Potential Energy Surface Interface

PyVibDMC Requires the potential energy surface to be callable from Python.

Important points and constraints:

All calculations inside the DMC simulation are done in atomic units.
PyVibDMC itself passes only the coordinates, in Bohr, as a nxmx3 (n=num_geoms,m=num_atoms,3=xyz) NumPy array to the Potential Wrapper potential_manager.
- To pass more than one argument to the Python function you are using, you will need to create a dictionary that you pass to the potential manager (example below). Otherwise, you will just write a function like: def example_potential(cds)
PyVibDMC expects the function you write to return a 1D NumPy array of potential values in Hartree.

Please follow the next steps for calling a PES from Python written in Fortran or C/C++ after a brief note about parallelization.

Multiproccesing Pool: Parallelizing Potential Calls

The Potential manager uses multiprocessing by default. This allows the user to parallelize the potential call across CPU cores. This will almost always yield a very large speed-up, and is highly reccomended. PyVibDMC uses Python’s Multiprocessing module to do this. The only argument you need to use in order to take advantage of this is the num_cores parameter:

from pyvibdmc import potential_manager as pm
water_pot = pm.Potential(potential_function=pot_func,
                      python_file=py_file,
                      potential_directory=pot_dir,
                      num_cores=2)

The num_cores parameter specifies the number of Python processes one would spawn at the beginning of the DMC simulation. Each Python process takes up 1 core. If you are working with a 16-core CPU, perhaps use 10 to 12 cores for maximum performance if you are only running one calculation at once. The number of walkers does NOT need to be divisible by the number of cores/processes. If this is run on a laptop with 4 cores, only using 2 cores is recommended.

If you explicity do NOT want to use multiprocessing for some reason, such as the parallelization is done elsewhere, there is a Potential_NoMP object that you can use instead:

from pyvibdmc import potential_manager as pm
water_pot = pm.Potential_NoMP(potential_function=pot_func,
                      python_file=py_file,
                      potential_directory=pot_dir,
                      ch_dir=True)

This works identically to Potential but does not involve the multiprocessing module at all. Because of how this code calls the potential, it does not by default call the Python function from the directory of the python function, instead it calls it from the current working directory that you are running th calculation in. If your python function relies on the code being in the directory where the python function is housed, you can pass the ch_dir=True keyword argument to Potential_NoMP, which will cause the code to chdir into the directory of interest, call the potential, and then cd back out each time the potential is called. ch_dir is set to False by default for computational efficiency.

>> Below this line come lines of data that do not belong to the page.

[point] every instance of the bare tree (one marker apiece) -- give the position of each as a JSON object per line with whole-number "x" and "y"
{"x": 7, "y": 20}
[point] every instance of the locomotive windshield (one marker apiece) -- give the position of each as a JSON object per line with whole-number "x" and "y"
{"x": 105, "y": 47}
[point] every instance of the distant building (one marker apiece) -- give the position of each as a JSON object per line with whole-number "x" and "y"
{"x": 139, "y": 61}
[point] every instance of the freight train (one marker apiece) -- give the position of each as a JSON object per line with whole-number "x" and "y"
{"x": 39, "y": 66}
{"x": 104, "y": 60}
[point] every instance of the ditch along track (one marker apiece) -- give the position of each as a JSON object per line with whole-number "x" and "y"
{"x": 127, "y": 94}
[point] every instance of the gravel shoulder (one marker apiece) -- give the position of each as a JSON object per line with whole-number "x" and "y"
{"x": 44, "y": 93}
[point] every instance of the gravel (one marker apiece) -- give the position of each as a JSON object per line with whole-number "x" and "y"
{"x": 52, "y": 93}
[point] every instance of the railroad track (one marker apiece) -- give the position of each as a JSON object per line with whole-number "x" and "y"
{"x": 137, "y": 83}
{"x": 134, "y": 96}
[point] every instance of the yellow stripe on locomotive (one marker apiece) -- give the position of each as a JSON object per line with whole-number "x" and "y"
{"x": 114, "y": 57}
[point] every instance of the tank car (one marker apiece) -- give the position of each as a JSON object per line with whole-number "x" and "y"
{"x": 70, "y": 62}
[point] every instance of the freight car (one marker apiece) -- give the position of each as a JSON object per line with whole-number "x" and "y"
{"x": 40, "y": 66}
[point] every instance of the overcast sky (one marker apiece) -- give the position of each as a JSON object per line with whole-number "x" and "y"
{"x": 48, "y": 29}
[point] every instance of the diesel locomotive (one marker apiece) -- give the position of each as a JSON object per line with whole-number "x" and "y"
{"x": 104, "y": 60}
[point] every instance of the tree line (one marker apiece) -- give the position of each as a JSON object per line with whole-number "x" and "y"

Passing more than just the coordinates to the potential manager

The potential wrapper can take in more than just the coordinates if desired. However, these arguments must be pickleable due to how multiprocessing works. The other arguments to be passed to each of the multiprocessing instances should be in the form of a Python dictionary:

from pyvibdmc.simulation_utilities import potential_manager as pm
extra_args = {'num_water_molecules': 6, 'other_parameter': True}
water_pot = pm.Potential(potential_function=pot_func,
                      python_file=py_file,
                      potential_directory=pot_dir,
                      num_cores=2,
                      pot_kwargs=extra_args)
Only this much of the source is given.